Dipasang Box Culvert, Jalan Pangsud Surabaya Bakal Macet Sepekan Lebih

Dipasang Box Culvert, Jalan Pangsud Surabaya Bakal Macet Sepekan Lebih

Esti Widiyana - detikJatim
Rabu, 05 Okt 2022 18:08 WIB
Jalan Panglima Sudirman Surabaya yang bakal macet sepekan lebih karena ada pemasangan box culvert
Kemacetan di Jalan Panglima Sudirman. (Foto: Esti Widiyana/detikJatim)
Surabaya -

Kemacetan terjadi sejak Jalan Gubernur Suryo hingga Jalan Panglima Sudirman sebelum Monumen Bambu Runcing. Sepanjang ruas jalan itu bakalan macet selama lebih dari sepekan karena ada pengerjaan pemasangan box culvert dalam rangka mengantisipasi banjir di tengah kota.

Selain menimbulkan kemacetan sejak Jalan Gubernur Suryo sisi kanan, Jalan Pemuda juga terlihat padat. Terpantau pada siang hari kemacetan itu tidak terlalu mengular panjang. Kemacetan panjang justru terjadi ketika jam sibuk saat pagi masyarakat berangkat bekerja dan sore saat bubaran kantor.

Pemkot Surabaya mengerjakan pemasangan box culvert di Jalan Panglima Sudirman sebagai kelanjutan dari pemasangan saluran di Jalan Embong Kenongo. Informasi yang didapat detikJatim, crossing di Jalan Panglima Sudirman itu diperkirakan baru tuntas pada 16 Oktober.

Kabid Drainase BSDABM Surabaya Eko Juli Prasetya mengimbau warga Kota Pahlawan yang tidka ingin terjebak macet agar mencari jalan alternatif lainnya. Khususnya di jam-jam sibuk pagi dan sore.

Eko mengatakan pihaknya saat ini tengah mengerjakan 55 titik drainase untuk meminimalisir banjir dan genangan di Surabaya. Khususnya titik-titik drainase yang menjadi prioritas seperti yang ada di tengah kota.

Pemasangan box culvert di 55 Titik drainase di Surabaya itu dia harapkan mampu bisa mengurangi banjir sekitar 20%-30% dibandingkan tahu-tahun sebelumnya.

Jalan Panglima Sudirman Surabaya yang bakal macet sepekan lebih karena ada pemasangan box culvertJalan Panglima Sudirman Surabaya yang bakal macet sepekan lebih karena ada pemasangan box culvert. (Foto: Esti Widiyana/detikJatim)

"Harapan pak Wali Kota kemarin 90%. Mungkin ini bisa 20-30% dari tahun kemarin, soalnya target sekarang kejadian genangan di pusat kota, kemudian beberapa titik sudah teratasi semua," ujarnya, Rabu (5/10/2022).

Eko tidak memungkiri bahwa banjir juga bisa terjadi di kawasan lainnya.
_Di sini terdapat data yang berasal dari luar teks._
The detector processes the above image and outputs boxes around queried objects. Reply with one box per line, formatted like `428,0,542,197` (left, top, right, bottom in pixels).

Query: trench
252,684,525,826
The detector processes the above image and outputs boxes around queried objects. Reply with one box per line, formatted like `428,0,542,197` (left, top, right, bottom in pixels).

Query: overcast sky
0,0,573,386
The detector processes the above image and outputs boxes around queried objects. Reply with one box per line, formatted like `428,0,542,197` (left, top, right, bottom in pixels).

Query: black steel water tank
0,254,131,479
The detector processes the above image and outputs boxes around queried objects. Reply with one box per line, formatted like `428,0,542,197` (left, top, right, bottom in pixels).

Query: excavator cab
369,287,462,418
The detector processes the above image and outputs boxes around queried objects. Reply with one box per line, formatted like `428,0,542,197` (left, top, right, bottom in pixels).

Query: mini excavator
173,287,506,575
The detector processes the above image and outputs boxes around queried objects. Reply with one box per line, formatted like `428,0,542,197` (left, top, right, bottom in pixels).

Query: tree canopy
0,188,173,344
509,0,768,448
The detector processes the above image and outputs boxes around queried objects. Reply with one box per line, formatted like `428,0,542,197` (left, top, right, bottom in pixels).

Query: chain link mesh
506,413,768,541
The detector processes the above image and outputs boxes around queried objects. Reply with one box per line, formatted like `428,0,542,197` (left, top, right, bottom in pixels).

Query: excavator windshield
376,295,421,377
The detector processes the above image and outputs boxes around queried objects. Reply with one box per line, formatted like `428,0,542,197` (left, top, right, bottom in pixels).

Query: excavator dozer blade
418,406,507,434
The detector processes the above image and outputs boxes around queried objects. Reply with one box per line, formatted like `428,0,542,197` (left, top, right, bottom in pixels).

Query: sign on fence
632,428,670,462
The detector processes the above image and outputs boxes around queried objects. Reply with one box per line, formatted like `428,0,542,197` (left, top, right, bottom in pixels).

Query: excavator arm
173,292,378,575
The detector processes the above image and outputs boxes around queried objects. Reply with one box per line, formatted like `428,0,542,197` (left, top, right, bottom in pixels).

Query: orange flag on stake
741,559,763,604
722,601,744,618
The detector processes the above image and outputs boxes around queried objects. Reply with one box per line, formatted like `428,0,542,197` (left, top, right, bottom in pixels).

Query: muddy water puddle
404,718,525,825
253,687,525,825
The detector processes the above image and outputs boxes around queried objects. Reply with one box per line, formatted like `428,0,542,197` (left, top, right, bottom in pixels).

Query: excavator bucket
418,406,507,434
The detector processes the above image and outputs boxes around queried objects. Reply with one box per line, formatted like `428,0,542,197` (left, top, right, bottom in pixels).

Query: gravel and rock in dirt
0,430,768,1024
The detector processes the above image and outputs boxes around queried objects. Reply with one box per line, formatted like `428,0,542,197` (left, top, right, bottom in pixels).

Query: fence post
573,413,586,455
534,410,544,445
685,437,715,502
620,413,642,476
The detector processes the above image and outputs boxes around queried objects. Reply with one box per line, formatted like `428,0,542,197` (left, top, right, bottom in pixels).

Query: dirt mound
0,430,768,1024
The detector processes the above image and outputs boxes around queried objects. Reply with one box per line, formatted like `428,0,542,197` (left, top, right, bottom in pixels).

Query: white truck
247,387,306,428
Karena sebaran banjir di Surabaya memang tidak hanya di tengah kota, tetapi juga di bagian Surabaya lainnya.

"Cuman kalau ngomong genangan di Surabaya, kan, mulai barat, utara, timur, selatan. Di utara kan juga seluruhnya besar lingkup luas genangannya. Tapi untuk target mungkin 2022 ini pekerjaan kita adalah di daerah tengah kota," kata Eko.

Pada 55 titik drainase tersebut pihaknya melakukan crossing untuk mengurangi beban dari sistem drainase yang lama. Hal itu menurutnya mampu mempercepat atau menghilangkan genangan.

Untuk biaya pengerjaan drainase di 55 titik tersebut, Pemkot Surabaya akan menghabiskan anggaran sebanyak Rp 400 M termasuk upah untuk para pekerja. Ada sebanyak 1.200 satgas yang dikerahkan untuk proses pengerjaan drainase tersebut.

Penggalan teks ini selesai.